EU fears delay in start of Brexit trade talks
Progress is difficult because Britain has no position on many issues, officials say
Brussels — Talks between Britain and the EU on their future relationship are now less likely to start in October, the EU’s top negotiator says, because of lack of progress on Brexit divorce issues so far.
Michel Barnier, the EU’s top Brexit negotiator, on Wednesday briefed ambassadors from the 27 countries that will remain in the EU after Britain leaves in March 2019 on the outcome of the July round of the monthly divorce talks with London.
Barnier said the likelihood of starting the future relationship talks in October appeared to be decreasing, said an EU official involved in the Brexit talks.
The EU’s negotiator had hoped that sufficient progress on key issues — a financial settlement, citizens’ rights and a solution for a nonphysical border between Northern Ireland and Ireland — could be made by October.
This would allow EU leaders to give their consent to starting talks with London on the main aspects of the relationship after Brexit — a discussion Britain says it is keen to start as soon as possible to provide more clarity to businesses.
But with no progress on the financial settlement except Britain’s general concession that it would owe the EU an unspecified amount and little to no real progress on other issues, the odds of a future trade relationship discussion starting in two months are declining.

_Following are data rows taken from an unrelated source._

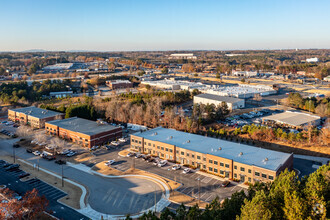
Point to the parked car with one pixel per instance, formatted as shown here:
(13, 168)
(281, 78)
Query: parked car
(225, 183)
(110, 162)
(150, 159)
(162, 163)
(12, 167)
(176, 167)
(138, 155)
(115, 143)
(130, 154)
(50, 157)
(23, 175)
(37, 153)
(60, 162)
(123, 140)
(187, 170)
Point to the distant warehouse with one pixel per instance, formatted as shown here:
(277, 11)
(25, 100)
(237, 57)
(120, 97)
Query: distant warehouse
(33, 116)
(85, 132)
(119, 84)
(232, 103)
(219, 157)
(293, 119)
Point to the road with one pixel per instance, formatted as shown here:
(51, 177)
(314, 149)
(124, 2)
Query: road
(109, 196)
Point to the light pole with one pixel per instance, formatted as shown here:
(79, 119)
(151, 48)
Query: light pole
(199, 191)
(62, 177)
(14, 153)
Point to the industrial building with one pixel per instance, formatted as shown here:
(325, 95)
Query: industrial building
(33, 116)
(293, 119)
(85, 132)
(216, 156)
(119, 84)
(232, 103)
(187, 56)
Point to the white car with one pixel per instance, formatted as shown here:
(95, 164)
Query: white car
(123, 140)
(187, 170)
(162, 163)
(176, 167)
(37, 153)
(115, 143)
(110, 162)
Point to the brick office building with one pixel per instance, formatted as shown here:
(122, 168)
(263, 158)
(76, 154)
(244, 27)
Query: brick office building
(85, 132)
(119, 84)
(33, 116)
(219, 157)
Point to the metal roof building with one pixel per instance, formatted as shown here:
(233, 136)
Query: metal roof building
(232, 103)
(295, 119)
(241, 153)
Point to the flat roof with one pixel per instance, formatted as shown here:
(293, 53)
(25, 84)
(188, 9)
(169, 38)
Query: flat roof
(37, 112)
(82, 126)
(219, 98)
(230, 150)
(293, 118)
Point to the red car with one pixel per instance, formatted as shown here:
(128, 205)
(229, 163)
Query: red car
(23, 175)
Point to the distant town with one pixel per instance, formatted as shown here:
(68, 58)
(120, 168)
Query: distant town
(114, 135)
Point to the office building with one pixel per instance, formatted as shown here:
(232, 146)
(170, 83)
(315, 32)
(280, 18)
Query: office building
(84, 132)
(216, 156)
(33, 116)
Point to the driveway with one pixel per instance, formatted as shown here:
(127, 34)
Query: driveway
(109, 196)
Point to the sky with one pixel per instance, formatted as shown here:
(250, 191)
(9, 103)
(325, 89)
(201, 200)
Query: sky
(131, 25)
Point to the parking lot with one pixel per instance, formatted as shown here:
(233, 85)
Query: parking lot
(193, 184)
(12, 181)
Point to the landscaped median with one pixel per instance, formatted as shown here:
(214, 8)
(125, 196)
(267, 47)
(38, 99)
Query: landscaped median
(175, 196)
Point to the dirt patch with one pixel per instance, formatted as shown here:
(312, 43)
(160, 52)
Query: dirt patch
(74, 192)
(175, 196)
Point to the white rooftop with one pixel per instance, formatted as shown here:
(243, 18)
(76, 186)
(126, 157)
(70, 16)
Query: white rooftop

EU officials said progress was difficult not because Britain had unacceptable demands but because it had no position at all on many issues.
"Barnier expressed concerns that sufficient progress in October looked difficult now. Mainly because Britain has no position on finances, but also because they don’t have positions on other issues as well," a second EU official said. "The more they drag on, the less time is left for a second phase and the special relationship they want."
The EU’s estimate is that Britain may owe it €60bn after it leaves as a result of various legal commitments London has made as a member of the bloc. But talks are to focus on the methodology of the calculation rather than the sum itself.
"There has still been no kick-off on money. Britain still refuses to accept anything — either the methodology or the sum," an EU official said.
An EU diplomat said: "This blocks everything else. There won’t be any real progress over the next two months and clearly that won’t create grounds for opening phase two on trade. On citizens’ acquired rights, it’s a mixed picture.
"We have a list of things we agree on, disagree on and are some way in between. But that at least allows us to negotiate."
Diplomats said that talks on Ireland had not moved beyond restating the positions that had already been presented in public. "They have actually not discussed the Irish border in any detail; there were no technical talks at all," an official said.
The next round of Brexit talks is scheduled for late August.